God makes no distinction on the strength or form of our belief, as long as we accept Him as Lord and Savior.
This is why we are given the following warning in verses 10-12:
10. But you, why do you judge your brother? Or you again, why do you regard your brother with contempt? For we shall all stand before the judgment seat of God.
11. For it is written,
"As I live, says the Lord, every knee shall bow to Me,
And every tongue shall give praise to God."
12. So then each one of us shall give account of himself to God.
Remember, that these words are being spoken to believers, and not to those who have never known Jesus Christ. A brother is a believer in Christ.
God is warning us to quit fighting among ourselves over every whim of doctrine.
Quit judging each other over the way we practice our faith.
If God tolerates our differences, then shouldn't we?
There is liberty in Christ!
What we are to judge is the sin in our lives and repent of it.
We even have the liberty to judge a person’s lifestyle, as to whether or not it is Christian:
Do they walk the walk?
Or are they nominal Christians who just talk the talk?
Or do they do neither?
But if they show themselves to be Christians by the fundamentals of our faith, then we no longer have the liberty to judge them.
Now listen to the words of Paul as he ties this together, beginning at verse 13:
13. Therefore let us not judge one another anymore, but rather determine this – not to put an obstacle or a stumbling block in a brother's [or sister's] way.
14. I know and am convinced in the Lord Jesus that nothing is unclean in itself ; but to him who thinks anything to be unclean, to him it is unclean.
Remember, Paul is still speaking about the flesh of animals sacrificed to idols.
15. For if because of food your brother is hurt, you are no longer walking according to love. Do not destroy with your food him for whom Christ died.
16. Therefore do not let what is for you a good thing be spoken of as evil;
17. for the kingdom of God is not eating and drinking, but righteousness and peace and joy in the Holy Spirit.
18. For he who in this way serves Christ is acceptable to God and approved by men.
Some of us eat meat, and some of us are vegetarian. Do we eat the way we do to honor God? If so, then it is okay.
Only when we do things not to honor God is it wrong.
Does eating or not eating one thing or another have anything to do with our salvation?'
Of course it doesn't!
How about the way we serve Communion; is one way better or worse than another?
Of course it isn't!
And will any way cause us to gain or lose our salvation?
No, it won't!
If we baptize by sprinkling or by immersion, does it add or take away from a person’s life in Christ?
Of course not!
Now, with these thoughts in mind, let's continue with our reading beginning at verse 19:
19. So then let us pursue the things which make for peace and the building up of one another.
20. Do not tear down the work of God for the sake of food. All things indeed are clean, but they are evil for the man who eats and gives offense.
21. It is good not to eat meat or to drink wine, or to do anything by which your brother stumbles.
22. The faith which you have, have as your own conviction before God.
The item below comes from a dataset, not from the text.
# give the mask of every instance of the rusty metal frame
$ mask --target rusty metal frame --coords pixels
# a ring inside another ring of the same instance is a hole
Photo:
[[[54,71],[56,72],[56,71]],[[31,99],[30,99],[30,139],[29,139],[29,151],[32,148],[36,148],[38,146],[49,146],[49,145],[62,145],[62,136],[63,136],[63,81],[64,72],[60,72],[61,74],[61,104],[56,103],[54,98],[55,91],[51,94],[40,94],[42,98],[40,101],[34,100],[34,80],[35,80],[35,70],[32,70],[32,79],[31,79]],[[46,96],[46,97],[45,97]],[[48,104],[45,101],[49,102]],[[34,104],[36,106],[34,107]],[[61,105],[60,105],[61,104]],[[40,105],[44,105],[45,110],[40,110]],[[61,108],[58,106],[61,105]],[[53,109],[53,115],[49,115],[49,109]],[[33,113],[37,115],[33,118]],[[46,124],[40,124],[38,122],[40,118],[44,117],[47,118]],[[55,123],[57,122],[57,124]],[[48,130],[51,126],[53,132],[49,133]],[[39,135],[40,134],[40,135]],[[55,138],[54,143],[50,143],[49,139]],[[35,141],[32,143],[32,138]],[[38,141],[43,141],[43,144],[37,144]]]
Happy is he who does not condemn himself in what he approves.
23. But he who doubts is condemned if he eats, because his eating is not from faith; and whatever is not from faith is sin.
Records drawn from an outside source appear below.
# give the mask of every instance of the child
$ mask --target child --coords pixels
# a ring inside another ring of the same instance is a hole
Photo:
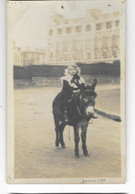
[[[61,78],[62,91],[64,104],[64,119],[65,122],[69,122],[67,115],[67,104],[73,93],[78,92],[85,86],[84,79],[80,76],[80,68],[76,64],[69,65],[65,70],[65,76]]]

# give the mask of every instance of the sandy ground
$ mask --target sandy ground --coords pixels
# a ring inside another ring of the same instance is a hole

The eating of meat is basically referring to the kosher dietary laws of the Jews; but as it is a doctrinal issue, it is also an example of all other doctrinal issues.
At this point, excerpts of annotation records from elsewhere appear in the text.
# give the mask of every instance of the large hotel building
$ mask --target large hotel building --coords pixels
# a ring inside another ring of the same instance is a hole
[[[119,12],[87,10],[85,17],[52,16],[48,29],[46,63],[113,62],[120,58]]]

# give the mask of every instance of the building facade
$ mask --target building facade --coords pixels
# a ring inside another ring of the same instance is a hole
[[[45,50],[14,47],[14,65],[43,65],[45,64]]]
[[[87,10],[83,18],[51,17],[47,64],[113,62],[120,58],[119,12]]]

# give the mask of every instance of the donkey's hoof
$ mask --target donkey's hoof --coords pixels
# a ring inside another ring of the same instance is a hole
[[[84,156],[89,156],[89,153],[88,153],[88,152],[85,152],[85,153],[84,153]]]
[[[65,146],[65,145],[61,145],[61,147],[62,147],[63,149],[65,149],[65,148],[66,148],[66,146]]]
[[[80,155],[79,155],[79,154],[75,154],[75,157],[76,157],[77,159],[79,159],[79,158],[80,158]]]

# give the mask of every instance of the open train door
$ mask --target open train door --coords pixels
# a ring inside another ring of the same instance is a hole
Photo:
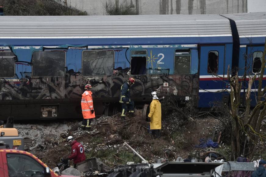
[[[225,45],[200,46],[200,81],[198,106],[210,107],[210,103],[222,100],[225,83]]]

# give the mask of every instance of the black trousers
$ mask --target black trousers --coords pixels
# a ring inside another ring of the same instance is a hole
[[[156,138],[158,138],[160,136],[160,129],[154,129],[152,130],[152,134],[155,136]]]
[[[81,128],[85,128],[85,129],[90,129],[91,127],[92,127],[91,125],[91,124],[92,123],[92,119],[83,119],[83,121],[82,121],[82,124],[81,125]]]
[[[122,106],[121,116],[125,116],[126,113],[127,113],[128,110],[130,113],[134,113],[134,107],[135,105],[134,101],[131,101],[128,104],[123,103],[121,103],[121,104]]]

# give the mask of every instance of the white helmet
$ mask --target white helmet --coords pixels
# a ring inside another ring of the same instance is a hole
[[[156,92],[153,92],[151,93],[151,97],[153,99],[158,99],[157,97],[157,93]]]
[[[66,139],[66,140],[67,141],[67,142],[69,143],[70,142],[71,140],[74,139],[73,138],[73,136],[70,136],[68,137],[67,137],[67,139]]]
We have the liberty in Christ to partake or not partake in any of these issues, but we do not have the liberty to use them against another, or to harm any other living being.
If we do something that someone else considers a sin, and we knowingly do it in front of them, we also are committing a sin.
And we would only do such things if our love for the other person was not real.
Therefore we can be judged as any other sinner.
Remember, in the love of Jesus Christ there is still the discernment of the truth, and it is the knowledge of the truth that will set us free and give us that liberty we all desire.
Judgment, tolerance, and liberty really only work together in the Love of Jesus Christ our Lord.